Da mesma maneira, a direção de Johansson é igualmente segura na forma como filma, sem assumir quaisquer riscos ou mesmo experimentar, apoiando-se no melodrama equilibrado com toques genuínos de bom humor, que conduzem uma história sobre luto e a valorização da religião judaica com leveza, a partir da ideia de superação. A fotografia de Hélène Louvart, inclusive, é eficaz enquanto explora a solidão da protagonista sem sua melhor amiga na vastidão da cidade grande, ao passo que a montagem de Harry Jierjian, ao distribuir a história sobre o Holocausto ao longo da projeção, encerra o longa com chave de ouro, ao ápice de seu momento mais dramático e doloroso, no melhor dos sentidos, como uma volta bem dada ao redor das personagens.

 

E apesar de toda a previsibilidade, tanto do roteiro quanto da direção, que jamais se arriscam, mas ao menos se equilibram, o grande destaque, que faz de A Incrível Eleanor um filme minimamente memorável, e justamente sua alma, é o excelente trabalho de June Squibb na pele da protagonista, exalando vitalidade aos seus noventa e quatro anos de idade, não apenas com carisma, mas um enorme carinho para com sua personagem, e a jornada que trilha e ajuda a transformar vidas, ainda que através de uma mentira.

 

Avaliação: 3.5/5

 

A Incrível Eleanor (Eleanor the Great, 2025)
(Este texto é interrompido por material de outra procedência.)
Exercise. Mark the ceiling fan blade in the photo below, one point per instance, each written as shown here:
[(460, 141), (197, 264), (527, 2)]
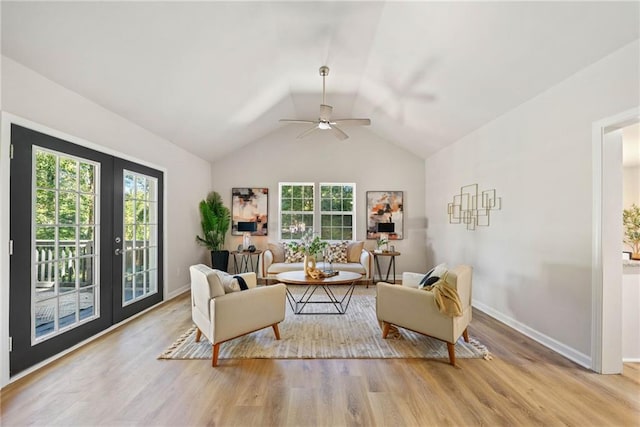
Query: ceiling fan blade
[(308, 131), (361, 122), (339, 133), (296, 121), (325, 112)]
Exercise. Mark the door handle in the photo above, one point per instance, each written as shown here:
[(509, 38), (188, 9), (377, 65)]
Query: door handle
[(118, 251)]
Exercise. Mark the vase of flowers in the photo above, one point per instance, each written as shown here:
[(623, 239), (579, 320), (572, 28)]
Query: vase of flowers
[(631, 223), (310, 246)]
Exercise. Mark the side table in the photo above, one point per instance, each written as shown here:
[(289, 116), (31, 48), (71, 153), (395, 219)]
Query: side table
[(246, 263), (392, 265)]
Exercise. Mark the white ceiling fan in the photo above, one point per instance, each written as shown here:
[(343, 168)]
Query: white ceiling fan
[(324, 122)]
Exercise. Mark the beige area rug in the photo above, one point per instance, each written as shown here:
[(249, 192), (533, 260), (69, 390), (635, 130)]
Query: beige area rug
[(354, 335)]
Direção: Scarlett Johansson

Roteiro: Tory Kamen

Gênero: Comédia, Drama

Origem: EUA

Duração: 98 minutos (1h38)

49ª Mostra de São Paulo

 

Sinopse: Eleanor Morgenstein sempre se viu envolvida e conectada com as pessoas ao seu redor. Após uma perda devastadora, ela se muda da Flórida para Nova York para viver com sua filha e seu neto, na esperança de se reconectar com a família. Porém essa mudança a faz se sentir ainda mais à deriva e invisível. Um dia, sem se dar conta, ela entra em um grupo de apoio ao qual não pertence exatamente e acaba revelando uma história que, inadvertidamente, lhe traz um nível de atenção que não pretendia. Eleanor se vê envolvida por consequências revigorantes quando uma jovem estudante de jornalismo a procura como amiga e mentora. Mas, quando as coisas começam a ir longe demais, Eleanor precisa encarar a verdade.